Il ressort du rapport que cette législation, bien qu'elle permette de gérer efficacement des risques potentiels et avérés, est quelquefois complexe et manque de cohérence globale. Cela signifie qu'elle peut être compliquée et difficile à mettre en application, pour les États membres comme pour les opérateurs économiques. Le rapport conclut également que les outils disponibles à l'appui de cette législation peuvent être utilisés avec davantage de cohérence pour une large palette de produits de la chaîne alimentaire, de manière à ce que tous les produits importés soient soumis à des conditions et à des contrôles directement proportionnels aux risques y afférents.
Améliorer la législation.

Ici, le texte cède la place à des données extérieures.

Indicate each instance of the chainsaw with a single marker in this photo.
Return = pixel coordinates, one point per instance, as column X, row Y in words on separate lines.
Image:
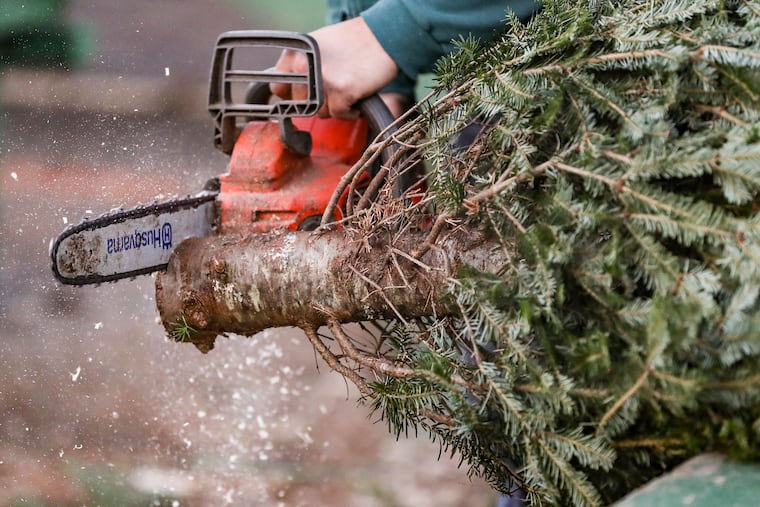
column 284, row 166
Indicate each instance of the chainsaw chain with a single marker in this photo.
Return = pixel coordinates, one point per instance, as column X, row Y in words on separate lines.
column 115, row 216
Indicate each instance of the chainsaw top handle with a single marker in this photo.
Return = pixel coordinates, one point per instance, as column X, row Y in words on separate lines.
column 239, row 88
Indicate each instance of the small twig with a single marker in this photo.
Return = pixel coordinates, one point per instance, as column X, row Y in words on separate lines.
column 334, row 363
column 376, row 364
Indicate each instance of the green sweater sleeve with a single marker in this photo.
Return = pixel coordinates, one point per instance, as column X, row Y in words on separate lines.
column 415, row 33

D'après le rapport, la législation alimentaire générale et le règlement relatif aux contrôles officiels des denrées alimentaires et des aliments pour animaux continueront de constituer le cadre dans lequel s'inscrivent les contrôles des denrées alimentaires et des autres produits pertinents pour la chaîne alimentaire, tandis que seront prises « plusieurs mesures innovantes » pour déterminer comment le système actuel peut évoluer vers un mécanisme plus efficace de contrôles à l'importation coordonnés aux frontières de l'UE. La plupart de ces changements résulteront de la modification prévue du règlement relatif aux contrôles officiels des denrées alimentaires et des aliments pour animaux, mais de nouvelles dispositions vétérinaires et phytosanitaires sont également à l'étude.
Parmi les pistes d'amélioration mises en avant figurent: - mettre en place des outils afin que les décisions de gestion des risques concernant les produits importés puissent pleinement tenir compte du profil de risque d'un produit donné, des dangers y afférents et de son origine ; - la réglementation phytosanitaire de l'UE sera révisée pour tenir compte de nouvelles réalités et protéger l'Union contre l'introduction et la propagation d'organismes nuisibles.
Enfin, l'UE poursuivra le dialogue engagé avec les pays tiers au niveau bilatéral et multilatéral « afin de garantir que les problématiques sanitaires et phytosanitaires sont traitées de manière ouverte et transparente », lit-on dans le rapport. (L.C.)